Rotura Uterina: Diagnóstico e Sinais de Alerta

Multivix - Faculdade Multivix Vitória (ES) — Prova 2023

Enunciado

Paciente secundigesta, com parto cesariano prévio com 37 semanas, dá entrada no pronto atendimento em trabalho de parto. Durante a evolução eutócica, apresenta dor abdominal repentina, com diminuição da atividade uterina. Apresentação fetal não mais detectável ao toque vaginal. Nesse caso, o diagnóstico clínico-obstétrico é:

Alternativas

  1. A) rotura de hematoma hepático.
  2. B) rotura uterina.
  3. C) rotura de vasa prévia.
  4. D) descolamento prematuro de placenta.

Pérola Clínica

Dor abdominal súbita + diminuição contrações + apresentação fetal ascendente em TP com cesárea prévia → Rotura Uterina.

Resumo-Chave

A rotura uterina é uma emergência obstétrica grave, especialmente em pacientes com cicatriz uterina prévia (cesariana). Os sinais clássicos incluem dor abdominal súbita e intensa, diminuição ou cessação das contrações uterinas, sangramento vaginal (nem sempre presente ou profuso) e, crucialmente, a ascensão da apresentação fetal, que não é mais palpável ao toque vaginal.

Contexto Educacional

A rotura uterina é uma das emergências obstétricas mais graves, associada a alta morbimortalidade materna e fetal. Sua incidência é maior em gestantes com cicatriz uterina prévia, sendo a cesariana anterior o fator de risco mais comum. A ocorrência durante o trabalho de parto, especialmente em gestações a termo, exige reconhecimento imediato e intervenção. O quadro clínico típico de rotura uterina inclui dor abdominal súbita e intensa, muitas vezes descrita como "rasgando", seguida por uma diminuição ou cessação das contrações uterinas. Outros sinais importantes são sangramento vaginal (que pode ser discreto ou profuso), taquicardia e hipotensão materna, e a ascensão da apresentação fetal, que não é mais palpável ao toque vaginal, indicando que o feto se deslocou para a cavidade abdominal. O diagnóstico é eminentemente clínico e exige ação imediata. A diferenciação de outras causas de dor abdominal aguda na gestação, como o descolamento prematuro de placenta, é crucial: na rotura uterina, a atividade uterina diminui e a apresentação fetal ascende, enquanto no DPP o útero permanece hipertônico e doloroso, com contrações mantidas. A conduta é laparotomia exploratória de emergência para reparo uterino ou histerectomia, e extração fetal.

Perguntas Frequentes

Quais são os principais fatores de risco para rotura uterina?

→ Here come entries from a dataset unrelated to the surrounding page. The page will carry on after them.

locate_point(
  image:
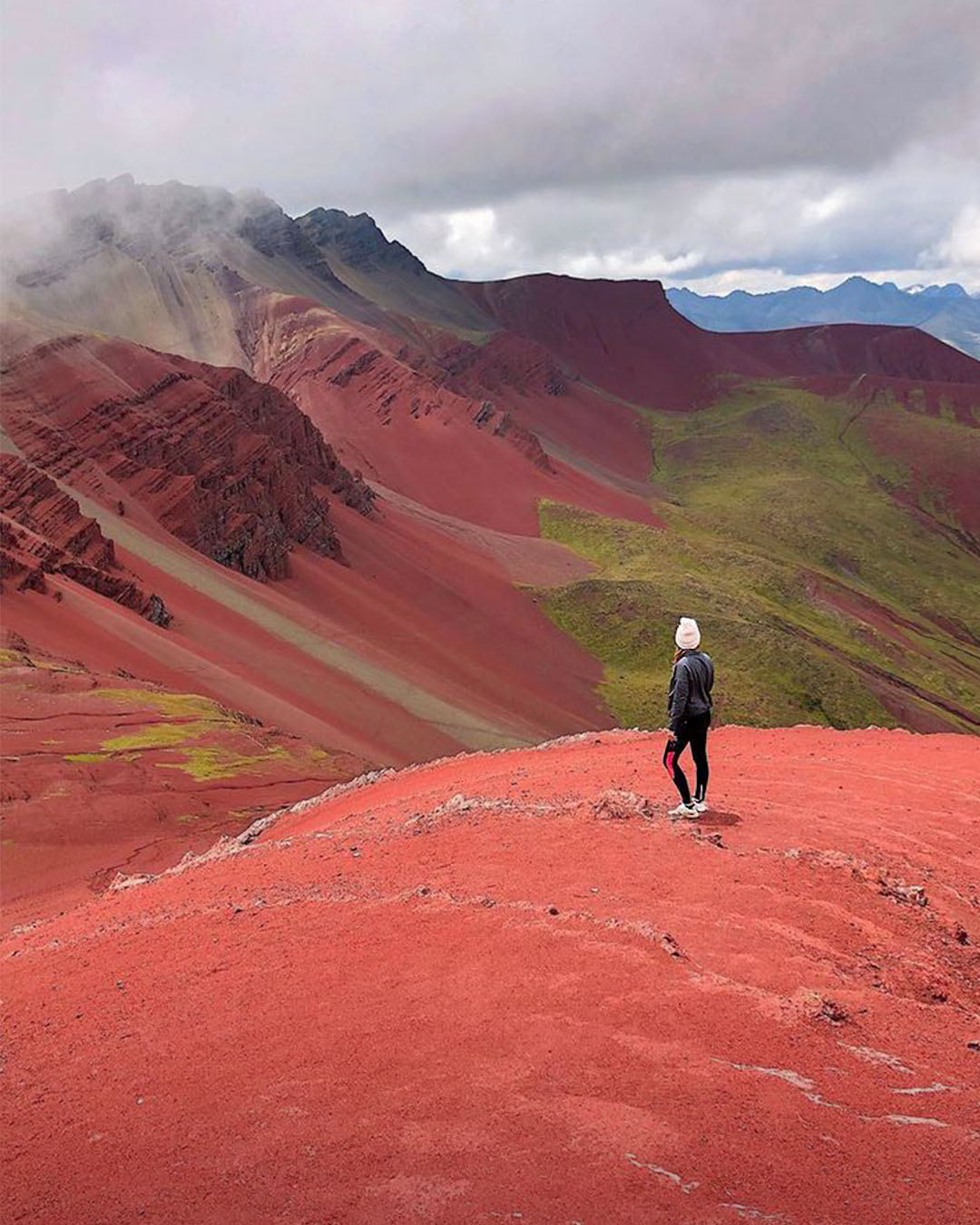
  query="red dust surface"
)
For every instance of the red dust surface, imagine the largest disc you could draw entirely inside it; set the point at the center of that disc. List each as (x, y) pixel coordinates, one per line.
(506, 986)
(102, 772)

O principal fator de risco é a presença de cicatriz uterina prévia, como de cesariana, miomectomia ou cirurgia uterina. Multiparidade, uso excessivo de ocitocina e trauma também aumentam o risco.

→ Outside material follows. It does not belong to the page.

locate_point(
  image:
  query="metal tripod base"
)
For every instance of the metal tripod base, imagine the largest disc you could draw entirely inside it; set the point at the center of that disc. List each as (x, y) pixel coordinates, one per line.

Quais são os sinais e sintomas clássicos de rotura uterina?

Os sinais incluem dor abdominal súbita e intensa, diminuição ou cessação das contrações uterinas, sangramento vaginal (variável), taquicardia materna, hipotensão e, um achado crucial, a ascensão da apresentação fetal.

Qual a conduta imediata diante da suspeita de rotura uterina?

A suspeita de rotura uterina exige uma laparotomia exploratória de emergência para salvar a vida da mãe e do feto, com estabilização hemodinâmica e preparo para transfusão sanguínea.